Jack is less interested in promoting himself. He wants to transform the Duffy Wrestling League, to which his father devoted his life, into a legitimate business with reach outside of Duffy. To do so, not only does he need Ace but he has to juggle the various personalities and ambitions of his wrestlers, including Crystal (Kelli Berglund), Ace’s valet and sometimes love interest (the Tyra); Rooster Robbins (Allen Maldonado), a talented wrestler who wants his own shot at the belt but feels underappreciated (the Smash); Bobby Pin (Trey Tucker), the hero with the heart of gold but not a lot going on upstairs (the Matt Saracen); and Diego Cottonmouth (Robby Ramos) and Apocalypse (James Harrison Jr.), who are basically team players used as necessary to move the plot (the Landry Clarke and Luke Cafferty).
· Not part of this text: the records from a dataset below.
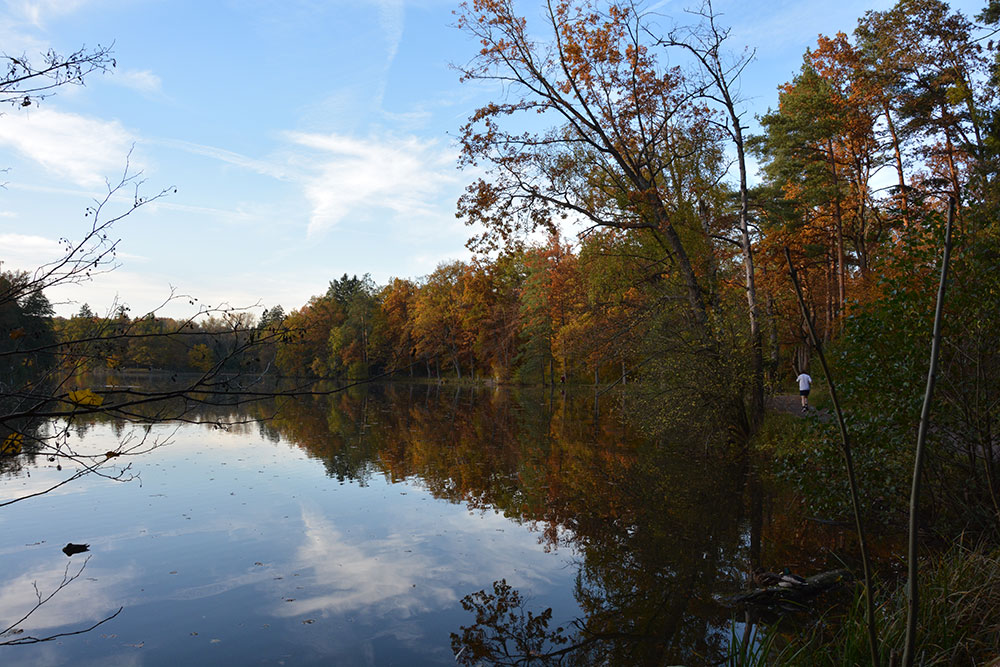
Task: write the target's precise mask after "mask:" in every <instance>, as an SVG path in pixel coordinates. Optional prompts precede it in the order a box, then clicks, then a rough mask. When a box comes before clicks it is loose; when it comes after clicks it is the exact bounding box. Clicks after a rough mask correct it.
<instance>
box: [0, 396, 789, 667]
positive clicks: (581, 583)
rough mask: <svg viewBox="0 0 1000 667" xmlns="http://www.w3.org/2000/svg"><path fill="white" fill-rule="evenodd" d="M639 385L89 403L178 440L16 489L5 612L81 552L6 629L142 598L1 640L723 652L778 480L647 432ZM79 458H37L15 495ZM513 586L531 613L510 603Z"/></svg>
mask: <svg viewBox="0 0 1000 667" xmlns="http://www.w3.org/2000/svg"><path fill="white" fill-rule="evenodd" d="M624 402H625V398H623V397H622V396H621V395H618V396H615V395H610V394H609V395H606V396H604V397H602V398H601V399H600V400H599V401H595V398H594V395H593V394H592V393H587V392H584V393H582V394H581V395H579V396H575V395H572V394H571V395H569V396H566V395H564V394H561V393H559V392H556V393H550V392H541V391H536V392H512V391H508V390H500V389H496V390H494V389H485V388H480V389H473V388H469V387H464V388H455V387H448V386H445V387H440V386H427V385H388V386H382V387H370V388H368V389H366V390H361V391H353V392H344V393H340V394H336V395H334V396H331V397H325V398H321V399H320V398H316V399H314V398H305V399H300V400H297V401H294V402H287V403H285V404H282V405H280V406H275V405H266V406H257V407H255V408H249V409H247V411H245V412H232V413H230V414H225V415H213V414H202V415H199V417H200V418H201V419H202V420H219V421H228V422H233V421H239V422H244V423H239V424H236V425H232V426H227V427H224V428H219V427H217V426H212V425H206V424H167V425H155V426H152V427H149V428H145V429H144V428H142V427H139V428H136V427H133V426H128V425H122V424H115V423H108V422H103V423H92V424H83V425H79V426H78V427H76V429H75V431H74V432H73V438H75V439H76V440H75V442H76V446H77V447H78V448H79V449H88V448H89V449H90V450H91V451H95V452H103V451H105V450H108V449H111V448H113V447H115V446H116V443H118V442H120V441H121V439H122V438H133V439H138V438H143V437H144V438H146V442H147V443H148V444H153V443H157V444H160V446H157V447H155V448H152V450H151V451H148V452H146V453H143V454H140V455H136V456H132V457H129V459H128V461H127V463H128V464H130V465H131V469H130V471H129V472H128V474H129V475H133V474H134V475H135V479H133V480H132V481H129V482H117V481H112V480H109V479H106V478H103V477H101V476H98V475H94V474H91V475H87V476H85V477H82V478H80V479H77V480H75V481H73V482H71V483H69V484H66V485H64V486H61V487H59V488H57V489H55V490H53V491H51V492H49V493H47V494H44V495H40V496H38V497H34V498H30V499H28V500H24V501H22V502H18V503H16V504H12V505H8V506H6V507H2V508H0V531H2V532H0V534H2V536H3V537H2V541H0V629H3V628H6V627H8V626H10V625H12V624H14V623H15V622H16V621H17V620H18V619H20V618H21V617H22V616H24V615H26V614H27V613H28V612H29V611H31V610H32V609H33V608H34V607H35V606H36V604H37V603H38V599H39V598H38V596H39V595H40V596H41V599H43V600H44V599H45V598H46V597H47V596H48V595H49V594H50V593H52V592H53V591H55V590H56V589H57V588H58V587H59V585H60V583H61V582H62V581H63V580H64V578H67V577H72V576H73V575H75V574H77V573H79V576H78V577H76V578H75V579H73V580H72V581H70V582H68V583H67V584H66V585H65V586H64V587H63V588H61V589H60V590H58V592H57V593H56V594H55V595H54V596H53V597H52V598H51V599H49V600H47V601H46V602H45V603H44V604H42V605H40V606H39V607H38V608H37V610H36V611H34V612H33V613H31V614H30V615H29V616H28V617H27V618H26V619H24V620H23V621H22V622H20V623H18V624H17V625H16V629H15V630H14V632H12V633H8V634H7V635H5V636H3V637H0V640H10V639H15V638H17V637H28V636H35V637H44V636H51V635H54V634H58V633H69V632H75V631H79V630H83V629H87V628H89V627H90V626H93V625H94V624H95V623H98V622H99V621H101V620H102V619H105V618H108V617H109V616H111V615H112V614H114V613H115V612H116V611H117V610H118V609H119V608H122V611H121V612H120V613H119V614H118V615H117V616H116V617H114V618H113V619H111V620H109V621H107V622H105V623H103V624H101V625H100V626H98V627H96V628H94V629H93V630H90V631H89V632H84V633H82V634H77V635H71V636H65V637H61V638H58V639H56V640H54V641H51V642H45V643H41V644H35V645H28V646H0V663H2V664H4V665H49V664H51V665H62V664H69V663H72V664H74V665H168V664H169V665H177V664H183V665H194V664H245V665H257V664H260V665H282V664H285V665H309V664H345V665H355V664H357V665H366V664H374V665H391V664H397V665H418V664H455V663H456V657H455V656H456V654H459V658H460V660H469V659H470V657H471V656H480V657H482V656H486V657H485V658H484V660H485V661H488V660H489V656H490V655H493V656H494V657H495V658H498V657H499V656H500V655H502V653H503V651H505V650H506V651H509V652H510V653H512V654H515V655H518V654H520V655H524V654H530V653H534V654H536V655H537V654H539V653H547V652H548V653H551V652H553V651H557V650H563V649H566V650H567V651H568V652H567V653H566V654H565V655H564V656H563V657H565V658H566V659H568V660H570V661H572V662H576V663H592V662H602V663H604V664H607V663H612V664H643V663H644V664H670V663H685V664H703V663H708V662H714V661H717V660H720V659H722V658H724V657H725V654H726V649H727V646H728V644H729V642H730V637H731V632H732V631H733V630H732V628H733V627H734V626H733V623H734V621H733V614H734V612H733V611H732V610H730V609H727V608H725V607H724V606H722V605H720V604H719V603H718V602H717V596H718V595H720V594H723V593H726V592H732V591H733V590H736V589H738V588H739V587H740V586H742V585H744V584H745V574H744V573H745V572H746V570H747V563H748V562H750V561H751V560H756V561H759V560H760V559H761V558H762V555H761V549H762V546H761V542H762V535H763V536H764V538H765V539H764V543H765V547H764V551H765V556H764V557H766V554H767V539H766V535H767V521H765V519H764V517H765V515H769V514H770V513H769V512H768V511H767V504H766V502H764V503H763V504H762V501H761V499H760V495H759V493H757V491H756V487H755V485H754V483H753V482H752V475H751V474H750V473H749V472H748V466H747V464H746V463H745V461H742V460H741V459H740V457H734V456H732V455H730V454H726V455H723V454H713V453H712V452H710V451H709V450H708V449H707V448H706V447H705V445H704V443H698V444H692V443H690V442H679V441H664V440H663V439H659V440H654V439H650V438H649V437H644V436H641V435H639V434H637V433H636V432H634V431H633V430H632V429H630V428H629V427H628V426H627V425H626V423H625V419H624V418H623V416H622V404H623V403H624ZM261 418H266V419H264V420H262V421H261ZM23 458H24V457H22V459H23ZM122 458H123V459H124V457H122ZM114 462H115V463H117V460H116V461H114ZM112 470H113V469H112ZM72 473H73V466H72V465H68V466H66V467H65V468H64V469H63V470H61V471H60V470H57V469H56V463H55V462H49V461H48V460H46V459H45V458H44V457H36V458H35V459H34V460H33V461H22V466H21V467H20V468H19V469H11V468H10V467H8V469H7V470H6V471H5V472H4V474H3V476H2V478H0V501H2V500H8V499H11V498H15V497H20V496H24V495H28V494H30V493H34V492H37V491H41V490H44V489H47V488H49V487H51V486H53V485H54V484H56V483H58V482H60V481H62V480H65V479H67V478H68V477H69V476H70V475H71V474H72ZM68 542H73V543H86V544H89V545H90V550H89V552H86V553H80V554H75V555H72V556H69V557H68V556H66V555H64V553H63V552H62V548H63V547H64V546H65V545H66V544H67V543H68ZM773 557H775V558H777V557H778V556H777V555H775V556H773ZM81 568H83V569H82V571H81ZM502 582H505V584H504V583H502ZM495 584H496V587H495ZM478 591H486V593H487V594H489V596H488V595H486V594H483V595H481V596H479V597H473V598H467V599H466V608H463V604H462V600H463V598H466V596H469V595H471V594H475V593H477V592H478ZM498 595H499V597H500V598H501V599H500V600H499V602H500V603H505V602H506V603H512V604H515V610H516V612H517V613H516V614H515V617H514V620H511V617H509V616H503V617H501V618H500V619H495V618H494V619H489V618H487V617H488V616H489V613H488V612H489V611H490V610H495V609H496V604H497V599H496V597H497V596H498ZM490 596H492V597H490ZM473 603H478V604H479V605H480V611H481V612H484V614H485V616H483V617H482V618H480V619H478V620H480V621H485V622H482V623H478V624H477V618H476V614H475V605H474V604H473ZM517 604H519V605H520V606H519V607H517V606H516V605H517ZM546 610H551V613H550V615H549V614H548V613H547V612H546ZM529 613H530V614H531V615H532V616H531V618H534V619H535V621H534V623H528V622H526V619H528V618H529V616H528V614H529ZM539 617H540V618H541V619H542V621H544V623H543V622H540V621H539V620H538V619H539ZM735 627H736V628H737V629H738V628H739V623H737V624H736V626H735ZM463 628H466V630H465V631H464V632H463ZM14 633H17V634H14ZM505 633H506V634H505ZM501 638H506V640H507V641H506V645H504V644H502V643H501ZM574 647H576V648H574ZM491 651H492V653H490V652H491Z"/></svg>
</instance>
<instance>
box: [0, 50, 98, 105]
mask: <svg viewBox="0 0 1000 667" xmlns="http://www.w3.org/2000/svg"><path fill="white" fill-rule="evenodd" d="M111 48H112V47H110V46H101V45H98V46H97V47H96V48H94V49H91V50H88V49H87V48H86V47H84V48H81V49H79V50H77V51H74V52H73V53H70V54H68V55H65V56H64V55H61V54H59V53H57V52H56V51H54V50H52V49H49V50H48V51H47V52H45V53H44V54H42V62H41V64H32V62H31V59H29V58H28V56H27V55H20V56H11V55H8V54H6V53H4V54H2V55H0V68H2V74H0V103H3V102H6V103H9V104H12V105H14V106H19V107H27V106H31V105H32V104H38V102H39V101H40V100H43V99H45V98H46V97H48V96H50V95H52V94H54V93H55V90H56V89H57V88H59V87H61V86H65V85H77V86H82V85H84V79H85V78H86V77H87V76H88V75H90V74H92V73H93V72H107V71H108V69H109V68H113V67H114V66H115V65H116V62H115V59H114V57H113V56H112V51H111Z"/></svg>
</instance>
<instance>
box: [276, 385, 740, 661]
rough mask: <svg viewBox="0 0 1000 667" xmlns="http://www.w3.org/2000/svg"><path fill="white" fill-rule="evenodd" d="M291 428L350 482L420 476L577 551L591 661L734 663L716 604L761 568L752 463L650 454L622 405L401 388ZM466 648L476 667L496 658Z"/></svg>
mask: <svg viewBox="0 0 1000 667" xmlns="http://www.w3.org/2000/svg"><path fill="white" fill-rule="evenodd" d="M281 413H282V417H281V418H280V420H279V421H278V422H277V424H276V425H277V426H278V428H279V430H281V431H283V432H285V433H288V434H289V435H290V437H291V439H293V440H294V441H296V442H298V443H299V444H300V445H301V446H303V447H305V448H307V449H308V450H309V451H310V452H311V453H312V454H313V455H314V456H316V457H318V458H320V459H322V460H323V462H324V464H325V465H326V467H327V470H328V471H329V473H330V474H331V475H333V476H336V477H337V478H338V479H354V480H361V481H363V480H365V479H366V478H368V477H369V476H371V475H373V474H376V473H379V474H383V475H385V476H386V477H387V478H389V479H393V480H399V479H406V478H410V477H414V476H415V477H417V478H419V479H420V480H421V484H422V485H424V486H425V487H426V488H427V489H428V490H429V491H430V492H431V493H433V494H434V495H435V496H436V497H439V498H447V499H448V500H451V501H456V502H462V503H465V504H466V505H468V506H469V507H473V508H480V509H486V508H496V509H499V510H500V511H501V512H502V513H503V514H504V515H505V516H507V517H509V518H511V519H514V520H515V521H517V522H520V523H523V524H526V525H527V526H529V527H530V528H532V529H533V530H537V531H538V535H539V540H540V541H542V542H543V543H544V544H545V546H546V547H547V548H548V549H551V550H556V549H559V548H564V549H565V548H569V549H571V550H572V551H573V553H574V554H576V562H577V575H576V579H575V585H574V590H573V594H574V596H575V598H576V600H577V603H578V604H579V607H580V610H581V612H582V615H581V616H580V617H579V618H577V619H575V620H576V624H575V626H573V628H572V632H571V631H569V630H567V631H565V632H563V633H562V634H563V638H564V639H565V643H567V644H569V645H574V644H582V645H583V646H584V647H585V648H581V655H585V656H586V658H587V659H586V660H585V661H587V662H606V661H607V660H612V661H613V662H616V663H621V664H646V663H659V662H662V661H679V662H692V663H696V662H702V661H705V660H716V659H721V658H724V657H725V654H726V651H727V649H728V643H729V630H728V627H729V623H730V618H731V613H732V612H731V611H730V610H728V609H725V608H722V607H720V606H719V605H718V604H717V603H716V602H715V601H714V598H713V595H714V594H716V593H719V592H720V591H726V590H733V589H735V588H736V587H738V586H739V585H740V584H741V582H742V581H743V578H744V577H743V575H742V574H741V573H742V572H743V571H745V569H746V567H747V563H748V559H749V557H750V552H749V549H750V543H749V541H748V540H746V539H744V536H745V535H746V533H747V528H748V524H747V518H748V517H747V516H745V514H744V502H743V499H744V495H745V493H746V492H747V489H746V488H745V486H746V480H747V469H746V465H745V462H744V461H742V460H740V458H739V457H735V458H730V457H729V456H728V455H721V456H708V455H706V454H705V450H704V446H703V444H700V443H699V444H698V445H695V444H694V443H691V442H686V441H685V440H686V438H683V436H677V439H675V440H672V441H665V442H649V441H648V440H647V439H645V438H642V437H640V436H638V435H636V434H635V433H633V432H631V431H630V430H629V429H627V428H626V427H625V426H624V423H623V420H622V419H621V418H620V415H619V414H617V413H618V409H617V405H616V402H615V401H614V400H607V401H606V402H605V405H604V409H603V415H600V416H599V418H598V419H596V420H595V414H594V410H593V403H592V397H590V396H587V395H583V396H577V397H573V396H569V397H567V396H564V395H562V394H557V395H552V394H545V393H540V392H538V393H530V392H528V393H523V394H515V393H510V392H505V391H487V390H473V389H469V388H452V389H448V388H444V389H442V388H440V387H414V386H408V387H389V388H386V390H385V391H384V392H380V393H377V394H376V393H371V392H368V393H365V394H363V395H360V396H351V395H344V396H339V397H336V398H335V399H334V400H333V402H332V404H331V405H330V406H329V408H327V409H326V411H325V414H321V406H319V405H317V404H312V405H310V404H304V403H300V404H297V405H296V406H295V408H294V409H292V410H282V411H281ZM692 450H694V451H692ZM753 532H754V533H755V534H756V536H757V537H759V530H758V531H753ZM758 541H759V540H754V542H758ZM472 592H473V591H468V593H472ZM494 592H495V591H494ZM545 608H546V607H545V605H544V601H541V604H540V605H539V607H538V609H536V610H535V611H536V612H537V613H541V612H543V611H544V609H545ZM468 620H469V621H471V620H473V619H472V618H471V617H470V618H469V619H468ZM564 622H565V621H564ZM466 627H468V626H466ZM456 630H458V629H457V628H456ZM553 640H554V641H553ZM550 643H552V644H553V646H551V647H550V648H551V649H552V650H555V648H557V644H558V639H557V638H556V637H554V636H553V637H550ZM456 648H457V650H462V649H463V648H464V649H466V651H465V653H464V655H465V656H466V657H468V658H470V659H471V662H470V664H473V663H474V661H475V660H476V659H481V658H489V657H494V658H496V657H497V656H490V654H489V651H488V650H482V651H477V650H475V649H476V647H474V646H465V645H463V644H462V642H459V643H458V644H457V645H456ZM480 648H481V647H480ZM536 650H537V649H536ZM543 652H544V651H543ZM577 657H578V658H579V657H581V656H577Z"/></svg>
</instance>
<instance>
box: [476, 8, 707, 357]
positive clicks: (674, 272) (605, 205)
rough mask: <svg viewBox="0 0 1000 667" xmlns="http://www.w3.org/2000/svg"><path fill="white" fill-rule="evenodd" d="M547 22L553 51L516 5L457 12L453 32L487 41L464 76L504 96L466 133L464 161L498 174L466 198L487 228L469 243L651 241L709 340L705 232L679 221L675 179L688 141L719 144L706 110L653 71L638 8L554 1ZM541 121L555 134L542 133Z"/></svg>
mask: <svg viewBox="0 0 1000 667" xmlns="http://www.w3.org/2000/svg"><path fill="white" fill-rule="evenodd" d="M545 22H546V24H547V25H546V26H545V28H546V30H547V33H548V41H547V42H537V41H535V40H534V39H533V38H532V37H531V36H530V34H531V33H529V29H528V27H527V21H526V20H525V19H524V18H522V17H520V16H518V15H517V14H516V12H515V11H514V6H513V3H512V2H508V1H497V2H495V1H491V0H475V1H474V2H472V3H471V4H463V5H462V7H461V9H460V10H459V12H458V26H459V27H460V28H461V29H462V30H464V31H466V32H467V33H469V34H471V35H472V36H474V37H476V38H477V39H478V40H479V41H480V43H481V45H482V48H481V50H480V52H479V54H478V55H477V56H476V57H475V58H474V59H473V60H472V62H470V63H469V64H468V65H466V66H464V67H461V68H460V69H461V72H462V75H463V79H464V80H479V81H490V82H494V83H497V84H499V85H503V86H505V87H506V88H507V89H508V91H509V94H508V97H507V100H506V101H504V102H497V103H491V104H488V105H486V106H484V107H482V108H480V109H479V110H478V111H476V113H474V114H473V115H472V117H471V118H470V119H469V122H468V123H467V124H466V125H465V126H464V127H463V128H462V159H461V164H462V165H476V164H480V163H484V164H485V165H486V166H487V168H488V170H489V179H488V180H487V179H480V180H479V181H477V182H476V183H474V184H473V185H471V186H469V188H468V191H467V192H466V194H465V195H464V196H463V197H462V199H461V200H460V202H459V211H460V214H462V215H463V216H465V217H466V219H467V221H468V222H469V223H470V224H476V223H478V224H482V225H483V226H484V228H485V230H486V231H485V232H484V233H483V234H482V235H480V236H479V237H477V238H476V239H474V240H473V242H472V244H473V246H474V247H478V248H488V247H495V246H497V245H498V244H500V243H504V242H507V241H509V240H512V239H514V238H516V237H517V236H518V235H520V234H523V233H529V232H531V231H533V230H535V229H537V228H544V229H548V230H552V229H554V228H555V221H556V220H560V219H568V218H572V219H573V220H576V221H580V222H581V223H582V224H584V225H587V226H591V227H595V228H605V227H607V228H616V229H622V230H632V231H636V232H640V231H641V232H643V233H647V234H650V235H652V236H653V237H654V238H656V239H657V242H658V243H660V244H662V247H663V252H664V254H665V255H667V256H669V257H670V259H671V271H670V273H671V274H673V275H675V276H676V277H677V279H678V280H679V282H680V285H681V286H682V289H683V290H684V294H685V295H686V300H687V304H688V311H689V314H690V317H691V321H692V322H693V324H694V327H695V331H696V332H697V335H699V336H701V337H702V338H703V339H704V340H705V341H706V344H708V343H707V341H709V340H710V339H711V325H710V321H709V320H710V317H709V310H708V305H707V304H706V300H705V287H704V285H703V284H702V282H701V280H700V277H699V275H698V271H697V269H696V268H695V261H694V259H693V258H692V252H694V248H693V247H692V243H691V241H690V237H691V235H692V234H694V235H698V234H699V230H698V229H697V227H694V228H691V227H690V226H689V224H690V221H688V220H684V219H682V218H681V217H679V216H678V215H676V213H677V208H678V205H679V203H680V200H681V196H682V193H680V192H678V190H677V189H676V187H675V186H676V185H677V184H676V182H675V181H674V180H672V179H671V176H672V174H671V168H672V167H675V166H677V164H676V163H677V162H678V161H680V160H681V159H682V157H685V155H682V153H681V151H678V150H677V149H678V144H679V143H680V137H684V138H685V139H688V140H689V139H692V138H697V139H701V140H702V141H703V142H707V143H712V142H713V140H714V137H712V136H711V133H710V132H709V131H708V130H707V128H706V120H705V112H704V110H703V109H700V108H699V107H697V106H695V105H693V104H691V101H690V99H689V97H688V95H687V93H686V91H685V89H684V87H683V86H682V81H683V78H682V75H681V73H680V72H679V71H678V70H676V69H669V68H665V67H662V66H661V65H660V64H659V63H658V61H657V58H656V56H655V54H654V53H653V52H652V51H651V50H650V49H649V48H648V44H646V43H645V40H646V37H645V34H644V32H643V31H642V29H641V26H640V24H639V17H638V16H637V15H636V13H635V12H634V11H633V10H632V9H631V7H630V6H628V5H625V4H622V3H607V4H604V3H601V4H600V6H598V5H597V4H592V3H581V4H578V5H572V4H570V3H558V4H554V3H548V4H547V5H546V10H545ZM539 117H540V118H541V119H542V121H543V122H547V123H551V125H550V126H549V127H548V128H547V129H542V130H538V129H537V121H534V119H537V118H539ZM525 118H528V119H531V120H530V121H529V120H523V119H525ZM518 122H522V123H523V124H522V125H520V126H519V125H518ZM684 148H685V150H692V149H693V150H701V149H703V146H700V145H697V144H696V145H694V146H691V145H690V144H686V145H685V146H684Z"/></svg>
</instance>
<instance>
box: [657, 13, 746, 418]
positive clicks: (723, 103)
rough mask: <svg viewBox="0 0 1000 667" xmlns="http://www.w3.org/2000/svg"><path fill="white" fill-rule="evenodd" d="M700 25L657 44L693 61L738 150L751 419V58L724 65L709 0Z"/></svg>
mask: <svg viewBox="0 0 1000 667" xmlns="http://www.w3.org/2000/svg"><path fill="white" fill-rule="evenodd" d="M696 14H697V15H698V16H700V17H701V19H702V23H701V25H698V26H696V27H694V28H691V29H687V30H675V31H674V32H673V33H672V34H671V35H670V37H669V38H668V39H665V40H660V41H661V43H663V44H665V45H666V46H674V47H680V48H682V49H684V50H686V51H687V52H688V53H690V54H691V55H692V56H694V58H695V60H696V61H697V62H698V64H699V65H700V72H701V74H702V76H703V77H704V80H703V81H701V82H700V83H699V84H698V88H699V90H700V92H701V95H703V96H704V97H705V98H706V99H708V100H710V101H712V102H713V103H715V104H716V105H718V107H720V108H721V110H722V112H723V117H724V118H725V120H724V121H723V122H716V124H717V125H718V126H720V127H722V128H723V129H724V131H725V132H726V134H727V135H728V136H729V139H730V141H732V144H733V146H734V147H735V148H736V167H737V170H738V175H739V198H740V203H739V234H740V236H739V244H740V250H741V251H742V253H743V275H744V284H745V285H746V298H747V315H748V318H749V324H750V346H751V348H750V349H751V355H752V358H753V362H752V363H753V367H752V373H753V379H752V384H751V399H750V400H751V406H752V410H751V413H752V415H753V419H754V420H755V421H756V419H757V418H758V417H759V416H761V415H763V412H764V352H763V338H762V336H761V331H760V315H759V313H758V308H757V306H758V303H757V284H756V276H755V272H754V251H753V245H752V243H751V239H750V196H749V188H748V187H747V164H746V141H745V140H744V136H743V130H745V129H746V126H744V125H743V120H742V116H743V113H744V110H743V109H742V108H741V106H742V100H740V99H739V97H738V92H737V91H738V89H739V83H740V77H741V75H742V74H743V70H744V69H746V67H747V66H748V65H749V64H750V62H751V61H752V60H753V53H752V52H751V53H744V54H743V55H742V56H740V57H739V58H737V59H735V60H734V61H733V62H726V63H724V62H723V58H724V55H723V53H722V47H723V45H724V43H725V41H726V39H728V37H729V30H728V29H725V28H722V27H720V26H719V25H718V24H717V23H716V18H717V15H716V13H715V10H714V9H713V7H712V2H711V0H705V2H704V4H703V5H702V8H701V10H700V11H698V12H696Z"/></svg>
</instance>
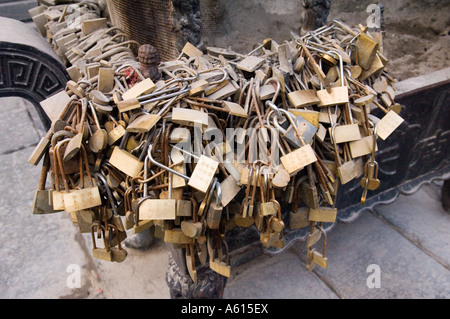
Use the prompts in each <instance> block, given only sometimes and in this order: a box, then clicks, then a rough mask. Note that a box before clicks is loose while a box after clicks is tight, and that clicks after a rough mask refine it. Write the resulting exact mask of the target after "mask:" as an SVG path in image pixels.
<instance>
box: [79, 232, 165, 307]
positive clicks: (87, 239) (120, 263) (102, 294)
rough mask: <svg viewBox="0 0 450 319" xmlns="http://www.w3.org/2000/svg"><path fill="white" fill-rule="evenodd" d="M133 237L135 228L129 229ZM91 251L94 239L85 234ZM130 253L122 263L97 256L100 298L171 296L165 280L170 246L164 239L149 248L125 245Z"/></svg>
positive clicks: (158, 241)
mask: <svg viewBox="0 0 450 319" xmlns="http://www.w3.org/2000/svg"><path fill="white" fill-rule="evenodd" d="M127 235H128V236H132V231H131V230H129V231H127ZM83 238H84V240H85V243H86V245H87V247H89V248H88V249H89V254H91V250H90V249H91V247H92V239H91V236H90V235H86V234H83ZM125 249H126V250H127V252H128V256H127V258H126V259H125V261H123V262H122V263H116V262H109V261H103V260H99V259H94V261H93V262H94V263H95V266H96V269H97V275H98V278H97V279H98V280H97V281H96V290H97V292H98V291H99V290H98V289H100V291H101V294H99V295H97V298H106V299H169V298H170V292H169V287H168V286H167V283H166V269H167V267H168V265H169V255H168V247H167V246H166V244H165V243H164V241H162V240H158V239H155V242H154V243H153V244H152V246H151V248H150V249H149V250H147V251H138V250H134V249H129V248H125Z"/></svg>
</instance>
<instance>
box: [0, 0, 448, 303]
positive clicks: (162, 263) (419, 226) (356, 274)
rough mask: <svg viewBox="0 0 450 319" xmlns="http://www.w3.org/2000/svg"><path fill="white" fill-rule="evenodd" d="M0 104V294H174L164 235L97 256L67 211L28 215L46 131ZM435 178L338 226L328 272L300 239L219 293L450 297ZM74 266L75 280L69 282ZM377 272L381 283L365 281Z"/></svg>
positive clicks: (34, 122) (30, 106) (150, 298)
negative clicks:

Mary McCormack plays Willie, who runs the whole operation and is essentially the Mac McGill to Amell’s Coach Taylor, while Chris Bauer — who steals every goddamn scene he’s in — is Wild Bill Hancock, the star wrestler who made it to the big leagues but has had to return to Duffy for reasons that I won’t spoil (let’s just call him the Buddy Garrity). Alison Luff plays Staci Spade, the Tami Taylor of Heels, the no-nonsense glue that holds everything together, and — as with FNL — the best character in a cast full of standouts.

There’s a much harder edge here than in Friday Night Lights (and considerably more nudity) and the characters are more dysfunctional and face more adult challenges, but it possesses the same heart. At its root, it’s also an underdog story, not about a sports team but an entire league, a small business trying to survive against long odds. The wrestling itself serves an important function, too, because the storylines in the ring are informed by and inform the storylines outside of the ring, which allows Heels to build in a couple of layers of drama.

It sounds crazy that a wrestling drama on Starz could be as good as this is until you also consider that it comes from Michael Waldron, who is the hottest screenwriter on the planet right now. He went from Rick and Morty to writing Loki to being hired to write Doctor Strange in the Multiverse of Madness and, more recently, the screenplay for Kevin Feige’s Star Wars film. What’s special about Waldron is that it’s clear he knows how to tell a great character-driven story no matter the genre, and with Heels, he manages to take whatever it is that people love about wrestling and make it universal. It is magnificent, and one of those evocative shows that manage to stick with you long after the credits have rolled. And yes, it is also absolutely a show for which it is worth subscribing to another streaming service.

‘Heels’ premieres on Sunday, August 15th on Starz.